『……おやすみ、ミオ』
画面越しに挨拶をした俺は、名残を惜しみながら通話終了のボタンを押した。
だって通話を繋いだままじゃ、とても眠れそうになくて──。
たとえ画面越しでも、好きな子が隣で寝ていてグッスリ眠れる男なんて、いないと思う。
「……しょうがないだろ、勝手に顔がニヤけるんだから」
視線を斜め下に落として拗ねたように呟くと、ナルが「ふぅ」と短い息を吐いた。
今日の放課後は、二週間ぶりにミオと会う約束をしている。
もちろん、レッスンの続きをするためなのだけれど、ミオと久しぶりに会えると思うと、浮かれずにはいられなかった。

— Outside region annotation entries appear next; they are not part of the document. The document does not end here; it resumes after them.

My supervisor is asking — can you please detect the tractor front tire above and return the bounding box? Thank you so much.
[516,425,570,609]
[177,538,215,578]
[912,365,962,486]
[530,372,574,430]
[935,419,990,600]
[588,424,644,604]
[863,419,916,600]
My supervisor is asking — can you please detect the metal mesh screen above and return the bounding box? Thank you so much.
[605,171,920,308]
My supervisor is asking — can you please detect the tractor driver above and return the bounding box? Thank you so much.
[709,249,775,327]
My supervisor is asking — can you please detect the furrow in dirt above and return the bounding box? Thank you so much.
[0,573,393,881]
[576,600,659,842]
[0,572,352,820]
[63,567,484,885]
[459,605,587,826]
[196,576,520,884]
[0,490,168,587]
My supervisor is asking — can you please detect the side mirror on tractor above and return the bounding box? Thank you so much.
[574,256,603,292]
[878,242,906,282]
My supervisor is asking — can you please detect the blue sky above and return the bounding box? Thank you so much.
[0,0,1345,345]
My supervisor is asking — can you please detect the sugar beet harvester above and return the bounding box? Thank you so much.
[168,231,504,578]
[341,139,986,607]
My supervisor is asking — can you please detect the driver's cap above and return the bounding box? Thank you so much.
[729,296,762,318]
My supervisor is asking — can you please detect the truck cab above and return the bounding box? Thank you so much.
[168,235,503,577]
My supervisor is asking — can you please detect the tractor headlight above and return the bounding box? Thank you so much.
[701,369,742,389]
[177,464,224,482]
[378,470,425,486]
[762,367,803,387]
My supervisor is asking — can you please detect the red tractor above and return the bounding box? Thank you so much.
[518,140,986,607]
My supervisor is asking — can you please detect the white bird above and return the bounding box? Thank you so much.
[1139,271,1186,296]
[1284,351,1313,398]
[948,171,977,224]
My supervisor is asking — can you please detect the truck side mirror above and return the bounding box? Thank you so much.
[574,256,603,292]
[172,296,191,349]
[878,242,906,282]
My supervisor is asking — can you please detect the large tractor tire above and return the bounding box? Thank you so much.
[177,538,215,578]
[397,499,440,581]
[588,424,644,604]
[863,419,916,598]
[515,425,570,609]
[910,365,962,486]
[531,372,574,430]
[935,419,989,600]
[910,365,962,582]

ここ最近はテストや委員会の用事が重なって、レッスンの続きができずにいたから……。
もしかしたら、ミオはもうレッスンの続きになんて興味を失くしているんじゃないかと、そんなことも考えていたから、会えることが嬉しくてたまらない。
【午後は体育の授業があるよ。ユウリくんは、なんの授業?】
手の中の携帯電話に届いたメッセージを見て、つい二週間前のことを思い出す。
内容は大したことのない世間話だけど、最近までお互いに名前も知らない関係だったことを考えると、随分な進歩じゃないか?